The pharmacokinetics of meloxicam (MLX) remain largely unexplored in reptiles, particularly in Siamese crocodiles (Crocodylus siamensis). This study characterized the pharmacokinetic profiles of MLX following intravenous (IV) and intramuscular (IM) administration in Siamese crocodiles. Fifteen Siamese crocodiles were divided into three groups (n = 5) using a randomization procedure according to a parallel study design. MLX was administered IV at 0.2 mg/kg b.w. or IM at two different doses (0.2 mg/kg b.w. or 0.4 mg/kg b.w.). Plasma concentrations of MLX were measured using a validated high-performance liquid chromatography method with UV detection.
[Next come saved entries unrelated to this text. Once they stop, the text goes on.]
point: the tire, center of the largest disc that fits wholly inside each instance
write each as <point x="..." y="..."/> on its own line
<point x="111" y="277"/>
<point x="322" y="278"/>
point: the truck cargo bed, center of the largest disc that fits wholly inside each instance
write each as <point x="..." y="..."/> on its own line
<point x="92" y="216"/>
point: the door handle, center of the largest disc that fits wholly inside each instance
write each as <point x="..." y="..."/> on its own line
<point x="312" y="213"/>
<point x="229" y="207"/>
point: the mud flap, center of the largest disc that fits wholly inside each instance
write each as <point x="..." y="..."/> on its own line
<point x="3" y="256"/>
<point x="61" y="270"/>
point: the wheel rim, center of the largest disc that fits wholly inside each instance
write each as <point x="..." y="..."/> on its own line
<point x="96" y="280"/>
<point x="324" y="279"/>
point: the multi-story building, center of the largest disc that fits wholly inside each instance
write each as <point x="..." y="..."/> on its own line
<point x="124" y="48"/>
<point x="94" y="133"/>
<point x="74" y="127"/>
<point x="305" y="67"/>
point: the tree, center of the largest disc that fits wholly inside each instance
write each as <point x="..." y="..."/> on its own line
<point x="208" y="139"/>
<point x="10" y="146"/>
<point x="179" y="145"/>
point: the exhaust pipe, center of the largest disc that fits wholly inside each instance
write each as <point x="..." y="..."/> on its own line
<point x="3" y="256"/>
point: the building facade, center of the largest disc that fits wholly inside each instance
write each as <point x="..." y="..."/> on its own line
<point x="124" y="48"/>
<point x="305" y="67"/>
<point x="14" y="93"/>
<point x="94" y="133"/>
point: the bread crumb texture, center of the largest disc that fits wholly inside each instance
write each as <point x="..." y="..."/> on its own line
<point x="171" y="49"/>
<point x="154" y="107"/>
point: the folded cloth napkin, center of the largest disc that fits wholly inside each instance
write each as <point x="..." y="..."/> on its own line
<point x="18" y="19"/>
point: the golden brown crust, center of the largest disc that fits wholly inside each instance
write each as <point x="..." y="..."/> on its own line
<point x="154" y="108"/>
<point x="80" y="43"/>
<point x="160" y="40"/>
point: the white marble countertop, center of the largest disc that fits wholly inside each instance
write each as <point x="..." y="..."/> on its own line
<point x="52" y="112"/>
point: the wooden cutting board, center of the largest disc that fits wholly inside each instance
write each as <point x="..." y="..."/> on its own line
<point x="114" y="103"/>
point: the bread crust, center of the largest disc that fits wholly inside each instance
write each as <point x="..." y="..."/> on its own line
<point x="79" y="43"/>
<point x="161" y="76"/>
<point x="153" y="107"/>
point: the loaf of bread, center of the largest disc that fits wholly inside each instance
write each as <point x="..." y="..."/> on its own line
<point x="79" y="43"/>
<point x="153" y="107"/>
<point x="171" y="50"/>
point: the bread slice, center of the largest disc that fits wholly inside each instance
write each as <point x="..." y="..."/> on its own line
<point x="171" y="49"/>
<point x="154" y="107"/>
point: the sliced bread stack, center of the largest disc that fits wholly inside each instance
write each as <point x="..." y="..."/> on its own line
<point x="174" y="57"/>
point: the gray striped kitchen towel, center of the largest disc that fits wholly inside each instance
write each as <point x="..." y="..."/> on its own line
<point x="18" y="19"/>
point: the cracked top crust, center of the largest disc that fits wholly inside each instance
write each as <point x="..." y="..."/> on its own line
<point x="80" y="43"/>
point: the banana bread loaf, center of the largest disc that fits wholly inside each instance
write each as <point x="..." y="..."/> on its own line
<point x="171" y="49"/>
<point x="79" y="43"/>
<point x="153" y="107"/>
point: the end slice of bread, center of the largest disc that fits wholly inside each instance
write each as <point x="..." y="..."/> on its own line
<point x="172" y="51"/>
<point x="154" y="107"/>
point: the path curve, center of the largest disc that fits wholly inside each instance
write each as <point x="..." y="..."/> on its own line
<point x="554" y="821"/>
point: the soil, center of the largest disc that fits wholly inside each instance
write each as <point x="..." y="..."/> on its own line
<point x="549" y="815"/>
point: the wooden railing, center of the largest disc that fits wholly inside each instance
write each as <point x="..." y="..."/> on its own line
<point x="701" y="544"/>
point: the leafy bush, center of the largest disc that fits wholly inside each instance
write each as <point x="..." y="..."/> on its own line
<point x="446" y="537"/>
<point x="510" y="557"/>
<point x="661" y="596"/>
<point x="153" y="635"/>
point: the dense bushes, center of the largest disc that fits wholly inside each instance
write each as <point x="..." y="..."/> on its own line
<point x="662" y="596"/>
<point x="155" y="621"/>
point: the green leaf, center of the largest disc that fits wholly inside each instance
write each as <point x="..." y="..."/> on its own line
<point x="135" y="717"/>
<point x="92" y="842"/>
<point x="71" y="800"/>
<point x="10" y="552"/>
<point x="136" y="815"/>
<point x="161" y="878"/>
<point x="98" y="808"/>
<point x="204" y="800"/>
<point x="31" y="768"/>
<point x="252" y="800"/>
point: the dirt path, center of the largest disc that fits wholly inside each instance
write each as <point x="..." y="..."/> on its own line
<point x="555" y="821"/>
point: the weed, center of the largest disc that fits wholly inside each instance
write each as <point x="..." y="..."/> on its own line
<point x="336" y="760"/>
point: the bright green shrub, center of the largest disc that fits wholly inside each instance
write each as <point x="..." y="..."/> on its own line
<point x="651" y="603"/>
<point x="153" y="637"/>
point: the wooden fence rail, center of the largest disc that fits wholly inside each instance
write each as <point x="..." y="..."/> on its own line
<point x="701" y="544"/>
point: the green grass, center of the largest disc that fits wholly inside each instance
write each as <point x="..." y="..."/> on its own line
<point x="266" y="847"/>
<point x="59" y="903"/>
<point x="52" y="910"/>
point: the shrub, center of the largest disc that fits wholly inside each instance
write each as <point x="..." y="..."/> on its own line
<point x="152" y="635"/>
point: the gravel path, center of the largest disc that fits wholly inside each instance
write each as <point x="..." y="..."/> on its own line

The pharmacokinetic parameters were analyzed using a non-compartment model. The elimination half-life (t1/2λz) was long for all administration routes, with values of 132.34 hr (IV), 121.35 h (IM 0.2 mg/kg b.w.), and 181.44 hr (IM 0.4 mg/kg b.w.). The volumes of distribution (Vd) and clearance (Cl) after IV administration were 104.59 mL/kg and 0.55 mL/hr/kg, respectively. Based on these results, there was an extended t1/2λz of MLX in this species of freshwater crocodiles, highlighting significant differences in drug disposition compared to other reptilian and non-reptilian species. The findings contribute to an understanding of MLX pharmacokinetics in this animal species, and emphasize that the selection of the optimal dose of MLX should be considered based on disposition kinetics, efficacy, safety, and species-specific differences. Further investigation is required to identify the effective plasma concentration, which is critical for establishing the appropriate dose for the management of pain and inflammation.